3 Blogs Honoring Women’s Day

March 8th was International Women’s day.  Who decides these things? Anyway,  I discovered some interesting blog posts. Enjoy.

  1. The Ten Most Powerful female Characters in Literature” by Emily Temple can be found on Flavorwire. Excerpt:  “The wife of Bath is lewd and lascivious – but behind all the dirty jokes she’s making an argument for female dominance and a woman’s right to control her body, using her considerable rhetorical skill to simultaneously underscore and attack the anti-feminist traditions of the time. Not too shabby for 14th century literature.” I’m not sure I would pick these ten, but I like them. What do you think?
  2. International Women’s Day: 10 ways to celebrate” by Maura Judkis can be found in the Washington Post. Excerpt: “International Women’s Day was born of activism – the holiday was founded in 1910, when a German woman named Clara Zetkin proposed that every country devote a day to the needs and political demands of women.”
  3. “5 Social Media Campaigns Rocking International Women’s Day” by Zoe Fox at Mashable US & World. Excerpt:  “Rock the Lips, a campaign created by agency AKQA, is trying to make red lips the universal symbol of women’s empowerment. The campaign hopes 1 million women will wear red lipstick and share photos of themselves on Twitter, Tumblr and Instagram using the hashtag #RockTheLips.” Red lipstick as a symbol, hmmmm. Using make-up as a symbol of empowerment a bit of a stretch. What do you think?

Author: Jo-Ann Carson

About Jo-Ann Carson Where magic happens … Reports of Jo-Ann Carson’s death on a Gulf Island are greatly exaggerated or, at the very least, premature. The eclectic crew of ghosts that haunt her head spill onto the page in two series: The Gambling Ghosts and The Ghost & Abby Mysteries. A Viking with existential issues, a broken hearted Highlander, a Casanova man-witch and a Pirate with a secret are just a few of the males her strong heroines encounter in tales of fantasy, adventure and romance. A firm believer in the magic of our everyday lives, Jo-Ann loves watching sunrises, walking beaches near her home in the Pacific Northwest and reading by the fire. You can visit her on social media: Website * Blog * Twitter * Facebook

7 thoughts on “3 Blogs Honoring Women’s Day”

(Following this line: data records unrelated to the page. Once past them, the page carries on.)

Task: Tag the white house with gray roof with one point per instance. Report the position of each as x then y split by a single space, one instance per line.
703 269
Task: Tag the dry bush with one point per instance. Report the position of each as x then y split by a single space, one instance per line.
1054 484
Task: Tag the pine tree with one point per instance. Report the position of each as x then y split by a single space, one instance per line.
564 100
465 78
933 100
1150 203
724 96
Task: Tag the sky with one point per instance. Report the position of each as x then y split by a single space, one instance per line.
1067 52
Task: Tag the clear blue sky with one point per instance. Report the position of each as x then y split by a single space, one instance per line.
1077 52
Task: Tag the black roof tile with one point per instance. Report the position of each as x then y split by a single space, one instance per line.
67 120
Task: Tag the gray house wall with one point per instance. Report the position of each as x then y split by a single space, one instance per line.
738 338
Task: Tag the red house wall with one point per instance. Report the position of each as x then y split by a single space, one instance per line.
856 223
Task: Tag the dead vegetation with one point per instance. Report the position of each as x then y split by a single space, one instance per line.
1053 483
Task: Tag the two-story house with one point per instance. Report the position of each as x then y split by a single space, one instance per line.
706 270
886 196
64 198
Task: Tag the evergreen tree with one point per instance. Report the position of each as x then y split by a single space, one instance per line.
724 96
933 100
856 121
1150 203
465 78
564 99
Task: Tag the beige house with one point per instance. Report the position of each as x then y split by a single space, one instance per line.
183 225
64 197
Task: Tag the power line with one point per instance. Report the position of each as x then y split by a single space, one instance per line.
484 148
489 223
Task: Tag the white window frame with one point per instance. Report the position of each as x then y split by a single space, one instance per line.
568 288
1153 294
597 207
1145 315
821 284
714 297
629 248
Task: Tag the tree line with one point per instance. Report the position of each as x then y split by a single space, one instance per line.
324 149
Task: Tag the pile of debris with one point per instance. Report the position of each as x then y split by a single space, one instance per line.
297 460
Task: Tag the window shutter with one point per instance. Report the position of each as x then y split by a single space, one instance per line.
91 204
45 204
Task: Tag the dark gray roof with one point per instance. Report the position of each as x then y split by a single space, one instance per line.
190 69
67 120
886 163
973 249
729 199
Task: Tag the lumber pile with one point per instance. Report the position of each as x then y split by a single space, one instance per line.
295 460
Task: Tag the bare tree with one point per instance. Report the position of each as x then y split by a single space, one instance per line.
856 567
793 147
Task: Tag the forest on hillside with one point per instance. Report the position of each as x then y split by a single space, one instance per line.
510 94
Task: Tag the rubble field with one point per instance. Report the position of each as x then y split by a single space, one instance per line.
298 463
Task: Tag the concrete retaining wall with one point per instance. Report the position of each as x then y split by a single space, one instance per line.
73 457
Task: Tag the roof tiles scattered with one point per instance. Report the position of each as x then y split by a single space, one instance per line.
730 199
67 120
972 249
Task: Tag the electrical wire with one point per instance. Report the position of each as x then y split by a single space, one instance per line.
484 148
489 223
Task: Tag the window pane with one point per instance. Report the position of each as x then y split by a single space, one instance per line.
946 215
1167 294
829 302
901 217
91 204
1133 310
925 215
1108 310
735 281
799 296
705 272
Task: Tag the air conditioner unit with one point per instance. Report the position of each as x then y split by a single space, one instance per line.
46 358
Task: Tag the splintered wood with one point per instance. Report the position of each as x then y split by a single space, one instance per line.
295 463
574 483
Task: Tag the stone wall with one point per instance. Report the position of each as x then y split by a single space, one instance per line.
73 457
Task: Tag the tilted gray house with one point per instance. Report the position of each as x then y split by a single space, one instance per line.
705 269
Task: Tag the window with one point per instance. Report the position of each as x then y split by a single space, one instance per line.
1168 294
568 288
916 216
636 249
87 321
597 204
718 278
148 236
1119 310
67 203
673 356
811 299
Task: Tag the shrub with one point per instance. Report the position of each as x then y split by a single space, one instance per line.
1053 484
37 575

  1. Innteresting, Jo-Ann. I was surprised International Women’s Day went back so far in the past. I would’ve suggested sometime in the early 70’s. I was very active in AAUW then, and that organization along with others made a point of emphasising women’s empowerment. I remember proudly buying and wearing a T-shirt emblazoned with the words, “Agent of Change.” What I learned in those years led to my running for and being elected to the school board in the 80’s. Thanks for this reminder of what we owe our sisters who’ve gone before And no, I vote against the red lipstick unless you’re playing Marilyn on TV. 🙂


    1. Marsha
      I feel so fortunate that I was in my twenties, and at a liberal university (SFU) in the seventies when feminism really began to take hold. What an exciting time. I didn’t burn my bra, or wear a t-shirt with “Agent of Change” on it (though I would have liked to and can imagine you in one). I did embroider the female emblem on a shirt and talked up the issues. It was an exciting time to be alive. We do owe our sisters so much.
      Best Wishes


  2. Great blog list there! I like how the one blogger listed literature from centuries past.
    On the red lipstick? Well, I’m not sure if it is the best symbol of women’s empowerment, but I do wear it everyday because I like how it makes the face pop. I know that some feminists are anti-cosmetics, but I look at it as an expression of art and personal taste.
    While I love wearing makeup, maybe a better symbol for the cause would be wearing a powersuit or sharp pair of black pants. It’s amazing to think that pants for women basically weren’t widely accepted until, what, the 70’s?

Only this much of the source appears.